Recently, a visitor asked us a question many people have asked us: How do we plan to grow different crops in between rows of trees in our farm that create shade? I stumbled on a metaphor that seems to answer the question and also provides a way of understanding farm design.
Farm design could be likened to photography. One of the first (and probably only good) lessons I learned in photography is that you have to become “light sensitive” just as the film or cmos censor chip that records the image is light sensitive. By observing and remembering repeatedly the light condition at the time of shooting a picture, you can internalize a sense of how much light is good for a particular picture in a particular spot which is at a particular degree of brightness. Aperture, Shutter Speed and ISO, when I first discovered them, felt like nothing short of genius. No matter what the external brightness is, high or low, you can still manage to allow the right amount of light to fall on your film/chip.

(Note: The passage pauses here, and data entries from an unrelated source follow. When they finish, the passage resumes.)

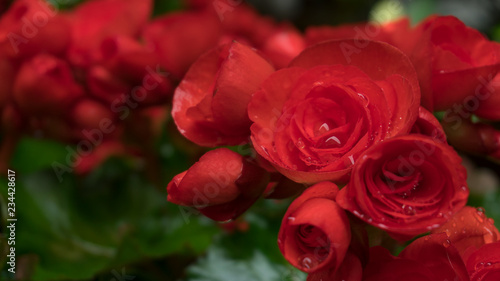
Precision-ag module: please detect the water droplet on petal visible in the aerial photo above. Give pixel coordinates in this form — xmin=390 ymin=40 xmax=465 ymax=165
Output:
xmin=299 ymin=254 xmax=317 ymax=269
xmin=325 ymin=136 xmax=342 ymax=147
xmin=443 ymin=239 xmax=451 ymax=248
xmin=318 ymin=123 xmax=330 ymax=135
xmin=358 ymin=93 xmax=369 ymax=106
xmin=401 ymin=204 xmax=416 ymax=216
xmin=347 ymin=155 xmax=354 ymax=165
xmin=295 ymin=138 xmax=306 ymax=149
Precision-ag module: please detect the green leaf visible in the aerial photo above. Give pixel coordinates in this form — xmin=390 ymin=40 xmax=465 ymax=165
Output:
xmin=186 ymin=200 xmax=306 ymax=281
xmin=11 ymin=138 xmax=69 ymax=174
xmin=187 ymin=246 xmax=306 ymax=281
xmin=0 ymin=156 xmax=219 ymax=281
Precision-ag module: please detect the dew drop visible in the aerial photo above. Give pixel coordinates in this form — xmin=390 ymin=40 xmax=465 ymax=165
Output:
xmin=318 ymin=123 xmax=330 ymax=135
xmin=260 ymin=145 xmax=269 ymax=156
xmin=295 ymin=138 xmax=306 ymax=149
xmin=299 ymin=254 xmax=315 ymax=269
xmin=401 ymin=204 xmax=416 ymax=216
xmin=325 ymin=136 xmax=342 ymax=147
xmin=347 ymin=155 xmax=354 ymax=165
xmin=476 ymin=262 xmax=484 ymax=270
xmin=358 ymin=93 xmax=369 ymax=106
xmin=443 ymin=239 xmax=451 ymax=248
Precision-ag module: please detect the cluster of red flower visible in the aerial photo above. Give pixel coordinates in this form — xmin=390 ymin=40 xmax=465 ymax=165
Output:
xmin=0 ymin=0 xmax=304 ymax=173
xmin=167 ymin=1 xmax=500 ymax=281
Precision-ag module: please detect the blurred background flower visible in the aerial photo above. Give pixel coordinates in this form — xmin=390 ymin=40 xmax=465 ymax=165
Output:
xmin=0 ymin=0 xmax=500 ymax=281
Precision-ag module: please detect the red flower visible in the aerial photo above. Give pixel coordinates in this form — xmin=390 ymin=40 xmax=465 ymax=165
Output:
xmin=432 ymin=206 xmax=500 ymax=261
xmin=13 ymin=54 xmax=83 ymax=116
xmin=307 ymin=251 xmax=363 ymax=281
xmin=337 ymin=135 xmax=469 ymax=235
xmin=75 ymin=140 xmax=133 ymax=175
xmin=0 ymin=55 xmax=19 ymax=108
xmin=0 ymin=0 xmax=70 ymax=58
xmin=278 ymin=182 xmax=351 ymax=272
xmin=172 ymin=42 xmax=274 ymax=146
xmin=260 ymin=28 xmax=305 ymax=69
xmin=248 ymin=40 xmax=420 ymax=183
xmin=167 ymin=148 xmax=269 ymax=221
xmin=68 ymin=0 xmax=152 ymax=66
xmin=476 ymin=72 xmax=500 ymax=121
xmin=441 ymin=114 xmax=500 ymax=159
xmin=363 ymin=233 xmax=469 ymax=281
xmin=466 ymin=242 xmax=500 ymax=281
xmin=411 ymin=107 xmax=447 ymax=143
xmin=410 ymin=16 xmax=500 ymax=110
xmin=86 ymin=37 xmax=173 ymax=106
xmin=142 ymin=12 xmax=221 ymax=80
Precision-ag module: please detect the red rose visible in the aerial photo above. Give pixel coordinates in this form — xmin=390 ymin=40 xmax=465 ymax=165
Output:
xmin=466 ymin=242 xmax=500 ymax=281
xmin=172 ymin=42 xmax=274 ymax=146
xmin=471 ymin=72 xmax=500 ymax=121
xmin=411 ymin=107 xmax=446 ymax=143
xmin=264 ymin=173 xmax=306 ymax=199
xmin=337 ymin=135 xmax=469 ymax=236
xmin=306 ymin=16 xmax=500 ymax=111
xmin=68 ymin=0 xmax=152 ymax=66
xmin=0 ymin=0 xmax=70 ymax=58
xmin=363 ymin=233 xmax=469 ymax=281
xmin=0 ymin=55 xmax=18 ymax=109
xmin=410 ymin=16 xmax=500 ymax=110
xmin=431 ymin=206 xmax=500 ymax=261
xmin=86 ymin=37 xmax=173 ymax=106
xmin=142 ymin=12 xmax=221 ymax=79
xmin=307 ymin=251 xmax=363 ymax=281
xmin=278 ymin=182 xmax=351 ymax=273
xmin=70 ymin=98 xmax=116 ymax=137
xmin=260 ymin=28 xmax=305 ymax=69
xmin=441 ymin=114 xmax=500 ymax=159
xmin=13 ymin=54 xmax=83 ymax=116
xmin=248 ymin=40 xmax=420 ymax=183
xmin=167 ymin=148 xmax=269 ymax=221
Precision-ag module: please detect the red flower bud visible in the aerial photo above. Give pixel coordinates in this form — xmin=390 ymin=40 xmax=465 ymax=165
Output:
xmin=278 ymin=182 xmax=351 ymax=273
xmin=167 ymin=148 xmax=269 ymax=221
xmin=172 ymin=42 xmax=274 ymax=146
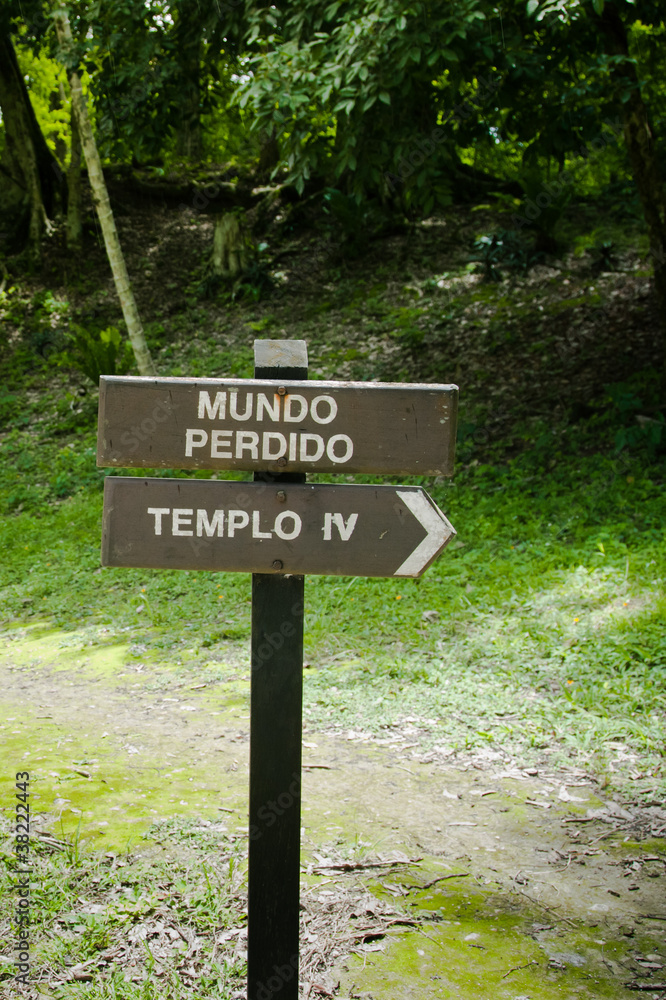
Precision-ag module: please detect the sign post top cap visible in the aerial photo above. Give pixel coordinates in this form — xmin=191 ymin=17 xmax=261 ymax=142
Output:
xmin=254 ymin=340 xmax=308 ymax=368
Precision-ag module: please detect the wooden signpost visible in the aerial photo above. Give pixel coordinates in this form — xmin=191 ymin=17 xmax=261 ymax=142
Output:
xmin=97 ymin=340 xmax=458 ymax=1000
xmin=97 ymin=374 xmax=458 ymax=476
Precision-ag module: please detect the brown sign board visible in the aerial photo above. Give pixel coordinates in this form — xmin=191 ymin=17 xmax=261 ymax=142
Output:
xmin=102 ymin=476 xmax=455 ymax=577
xmin=97 ymin=376 xmax=458 ymax=476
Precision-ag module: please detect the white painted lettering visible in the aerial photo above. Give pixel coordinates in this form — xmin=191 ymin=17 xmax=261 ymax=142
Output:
xmin=273 ymin=510 xmax=303 ymax=542
xmin=197 ymin=510 xmax=224 ymax=538
xmin=148 ymin=507 xmax=171 ymax=535
xmin=252 ymin=510 xmax=273 ymax=538
xmin=210 ymin=431 xmax=233 ymax=458
xmin=199 ymin=391 xmax=227 ymax=420
xmin=236 ymin=430 xmax=259 ymax=461
xmin=171 ymin=507 xmax=194 ymax=536
xmin=252 ymin=392 xmax=280 ymax=423
xmin=227 ymin=510 xmax=250 ymax=538
xmin=261 ymin=431 xmax=287 ymax=462
xmin=326 ymin=434 xmax=354 ymax=464
xmin=300 ymin=434 xmax=324 ymax=462
xmin=310 ymin=396 xmax=338 ymax=424
xmin=283 ymin=393 xmax=308 ymax=424
xmin=229 ymin=392 xmax=252 ymax=420
xmin=185 ymin=427 xmax=208 ymax=458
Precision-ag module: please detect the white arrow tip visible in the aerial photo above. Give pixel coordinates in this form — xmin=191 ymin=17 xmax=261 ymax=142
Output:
xmin=394 ymin=490 xmax=456 ymax=576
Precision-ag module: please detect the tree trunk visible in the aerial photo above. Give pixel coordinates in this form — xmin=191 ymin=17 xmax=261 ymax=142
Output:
xmin=600 ymin=3 xmax=666 ymax=348
xmin=176 ymin=2 xmax=203 ymax=163
xmin=213 ymin=212 xmax=248 ymax=278
xmin=0 ymin=33 xmax=60 ymax=260
xmin=55 ymin=10 xmax=156 ymax=375
xmin=65 ymin=107 xmax=83 ymax=253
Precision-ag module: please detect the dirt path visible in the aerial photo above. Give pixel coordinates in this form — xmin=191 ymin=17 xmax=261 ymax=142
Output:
xmin=0 ymin=631 xmax=666 ymax=1000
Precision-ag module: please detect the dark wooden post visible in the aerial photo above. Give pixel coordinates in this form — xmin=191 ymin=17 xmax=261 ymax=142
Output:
xmin=247 ymin=340 xmax=308 ymax=1000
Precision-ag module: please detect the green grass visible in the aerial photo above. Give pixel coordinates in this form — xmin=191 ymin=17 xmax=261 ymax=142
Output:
xmin=0 ymin=820 xmax=246 ymax=1000
xmin=0 ymin=424 xmax=666 ymax=794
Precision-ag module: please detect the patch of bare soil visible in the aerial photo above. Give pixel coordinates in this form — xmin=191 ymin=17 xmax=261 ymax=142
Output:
xmin=0 ymin=654 xmax=666 ymax=1000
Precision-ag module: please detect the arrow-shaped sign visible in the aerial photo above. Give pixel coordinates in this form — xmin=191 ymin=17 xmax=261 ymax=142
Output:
xmin=102 ymin=477 xmax=455 ymax=577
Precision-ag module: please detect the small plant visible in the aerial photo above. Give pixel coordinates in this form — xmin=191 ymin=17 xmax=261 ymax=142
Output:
xmin=587 ymin=240 xmax=618 ymax=274
xmin=64 ymin=324 xmax=133 ymax=385
xmin=470 ymin=229 xmax=544 ymax=281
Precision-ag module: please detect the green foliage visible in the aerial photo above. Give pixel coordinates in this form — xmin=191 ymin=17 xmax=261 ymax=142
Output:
xmin=470 ymin=229 xmax=544 ymax=281
xmin=239 ymin=0 xmax=484 ymax=211
xmin=63 ymin=323 xmax=134 ymax=385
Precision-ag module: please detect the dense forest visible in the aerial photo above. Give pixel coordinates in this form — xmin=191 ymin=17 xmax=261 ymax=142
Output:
xmin=0 ymin=0 xmax=666 ymax=362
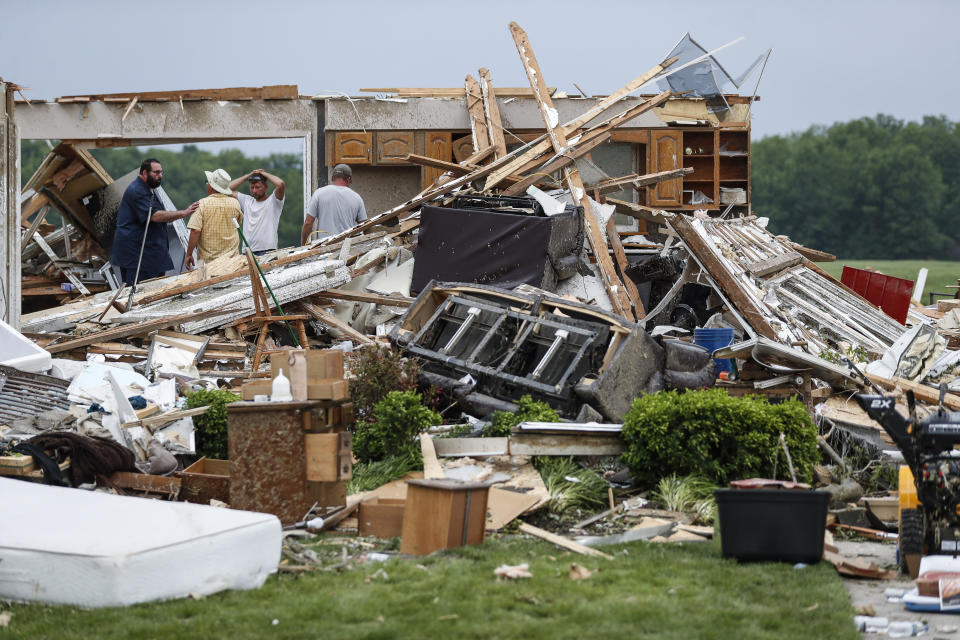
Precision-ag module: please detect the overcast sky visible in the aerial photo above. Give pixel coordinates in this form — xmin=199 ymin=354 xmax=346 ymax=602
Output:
xmin=0 ymin=0 xmax=960 ymax=152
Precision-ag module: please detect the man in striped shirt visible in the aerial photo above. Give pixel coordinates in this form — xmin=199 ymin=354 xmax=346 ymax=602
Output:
xmin=187 ymin=169 xmax=243 ymax=269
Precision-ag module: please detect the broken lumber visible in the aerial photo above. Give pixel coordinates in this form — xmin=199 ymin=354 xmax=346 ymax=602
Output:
xmin=510 ymin=22 xmax=636 ymax=320
xmin=520 ymin=522 xmax=613 ymax=560
xmin=300 ymin=300 xmax=376 ymax=344
xmin=44 ymin=309 xmax=242 ymax=353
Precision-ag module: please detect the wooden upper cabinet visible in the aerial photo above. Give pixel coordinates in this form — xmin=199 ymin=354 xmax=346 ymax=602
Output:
xmin=420 ymin=131 xmax=453 ymax=189
xmin=647 ymin=131 xmax=683 ymax=207
xmin=374 ymin=131 xmax=413 ymax=164
xmin=333 ymin=131 xmax=373 ymax=164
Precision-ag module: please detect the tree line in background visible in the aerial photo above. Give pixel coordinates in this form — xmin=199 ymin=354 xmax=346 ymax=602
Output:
xmin=21 ymin=115 xmax=960 ymax=260
xmin=20 ymin=140 xmax=303 ymax=247
xmin=751 ymin=115 xmax=960 ymax=260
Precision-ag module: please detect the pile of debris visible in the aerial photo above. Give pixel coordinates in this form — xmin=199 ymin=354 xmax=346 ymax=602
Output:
xmin=0 ymin=18 xmax=960 ymax=608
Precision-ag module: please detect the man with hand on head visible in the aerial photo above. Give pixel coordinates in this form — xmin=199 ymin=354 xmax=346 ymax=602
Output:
xmin=300 ymin=164 xmax=367 ymax=244
xmin=110 ymin=158 xmax=199 ymax=286
xmin=230 ymin=169 xmax=287 ymax=256
xmin=187 ymin=169 xmax=243 ymax=269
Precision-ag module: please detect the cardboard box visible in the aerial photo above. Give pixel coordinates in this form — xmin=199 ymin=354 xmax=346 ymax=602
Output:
xmin=358 ymin=498 xmax=407 ymax=538
xmin=270 ymin=349 xmax=343 ymax=380
xmin=307 ymin=378 xmax=350 ymax=402
xmin=304 ymin=432 xmax=353 ymax=482
xmin=240 ymin=380 xmax=273 ymax=400
xmin=0 ymin=456 xmax=37 ymax=476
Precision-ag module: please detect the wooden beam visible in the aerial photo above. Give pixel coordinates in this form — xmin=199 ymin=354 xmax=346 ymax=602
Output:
xmin=865 ymin=373 xmax=960 ymax=411
xmin=44 ymin=309 xmax=241 ymax=353
xmin=317 ymin=289 xmax=413 ymax=307
xmin=420 ymin=433 xmax=445 ymax=480
xmin=503 ymin=131 xmax=610 ymax=196
xmin=520 ymin=522 xmax=613 ymax=560
xmin=57 ymin=84 xmax=300 ymax=103
xmin=607 ymin=216 xmax=647 ymax=321
xmin=587 ymin=167 xmax=693 ymax=193
xmin=510 ymin=22 xmax=635 ymax=320
xmin=360 ymin=87 xmax=557 ymax=98
xmin=464 ymin=74 xmax=495 ymax=152
xmin=479 ymin=69 xmax=510 ymax=159
xmin=667 ymin=214 xmax=780 ymax=342
xmin=300 ymin=300 xmax=376 ymax=344
xmin=20 ymin=193 xmax=50 ymax=223
xmin=483 ymin=91 xmax=671 ymax=191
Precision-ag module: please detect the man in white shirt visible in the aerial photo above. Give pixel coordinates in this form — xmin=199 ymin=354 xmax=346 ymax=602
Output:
xmin=300 ymin=164 xmax=367 ymax=244
xmin=230 ymin=169 xmax=287 ymax=256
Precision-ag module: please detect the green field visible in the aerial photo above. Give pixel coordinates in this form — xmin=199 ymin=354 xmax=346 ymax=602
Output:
xmin=817 ymin=258 xmax=960 ymax=304
xmin=0 ymin=536 xmax=859 ymax=640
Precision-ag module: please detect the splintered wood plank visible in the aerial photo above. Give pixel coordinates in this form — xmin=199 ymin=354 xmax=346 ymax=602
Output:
xmin=44 ymin=309 xmax=242 ymax=353
xmin=479 ymin=69 xmax=510 ymax=159
xmin=607 ymin=216 xmax=647 ymax=321
xmin=667 ymin=214 xmax=780 ymax=342
xmin=746 ymin=253 xmax=803 ymax=278
xmin=520 ymin=522 xmax=613 ymax=560
xmin=464 ymin=74 xmax=490 ymax=152
xmin=420 ymin=433 xmax=444 ymax=480
xmin=300 ymin=300 xmax=375 ymax=344
xmin=510 ymin=22 xmax=635 ymax=320
xmin=483 ymin=91 xmax=671 ymax=191
xmin=503 ymin=131 xmax=610 ymax=196
xmin=57 ymin=84 xmax=300 ymax=102
xmin=317 ymin=289 xmax=413 ymax=307
xmin=564 ymin=56 xmax=679 ymax=131
xmin=360 ymin=87 xmax=557 ymax=98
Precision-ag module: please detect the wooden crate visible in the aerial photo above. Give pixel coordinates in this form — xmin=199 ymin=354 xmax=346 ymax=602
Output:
xmin=358 ymin=498 xmax=407 ymax=538
xmin=180 ymin=456 xmax=230 ymax=504
xmin=400 ymin=479 xmax=490 ymax=556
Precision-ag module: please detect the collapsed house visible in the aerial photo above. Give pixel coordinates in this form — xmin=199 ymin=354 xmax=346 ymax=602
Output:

Aperture in the size of the opening behind the lens that determines the Amount of light getting in through the lens. Shutter Speed is Duration of time for which light is let through the lens. Amount and Duration, either individually or combined can be used to decide how much light is allowed to fall on the surface of the material (film or chip) that makes the image. ISO is the light sensitivity of the film/chip.
Similarly, if you have a lot of trees in your farm, it acts like a semi-transparent lens cap. The shade created by the tree allows different degrees of light to reach the ground (depending on the type of canopy of the tree). In some places there is more shade and some places more light. Now, depending on the type of crop you want to plant, knowing how much light is required by that crop and for how long, you can prune the trees. Pruning acts like the Aperture – it decides the amount of light falling on the ground. Which branches you prune acts like the Shutter Speed – as the Sun travels east to west, the light falls for more time on some branches than others (which depends on the angle at which the Sun’s rays fall on a tree). By pruning the branches that block sun light for a longer duration, you can create a longer shutter speed. The leaves of the crop you select to plant has its own ISO.
In general, in spite of shade created by the trees, unless it is a very thick canopy of large trees with widely spread of branches, some sun light does reach the ground. That much light is enough to keep many plants alive though the growth rate would be affected. By knowing how much sun light is required by a crop and its ISO, one can decide it’s location between the rows of trees. And additionally prune the trees if needed.
One of my friends, Mohan in Palakkad, Kerala has created a thick forest in his 2 acre land. You cannot even walk straight for three steps without hitting on a tree. Yet, he said he keeps planting trees in his farm. I asked him the secret. He smiled and said, “I walk around the farm at noon and look for spots on the ground that receive some sun light, and plant my new saplings in those spots! He said that those spots will continue receiving direct light for at least a hour and that is enough for the saplings to grow beyond the critical survival period.
In a forest, trees, plants and all kinds of brushes grow together and they don’t bother about optimal growth. A forest is more interested in diversity and co-existence and the combined synergistic good it can create by being a “forest” than in the optimal growth of individual species. In an Agro-Forest, we try to strike a balance between the optimal growth of an individual species and the combined synergy of many different species.
A forest is like a camera on auto-mode: it can create good-enough, average pictures and emphasis is on variety and their combined synergy: capturing a variety of life moments and enjoying their combined memories require only good-enough pictures.
An Agro-Forest is like a camera on manual-mode: we can control the aperture and shutter speed (besides choosing the right framing), and create outstanding and better than average crops, though not in as many numbers as a forest, in reasonably good numbers to resemble a forest.
Seems like there are a lot of lessons here for the social life of human beings as well.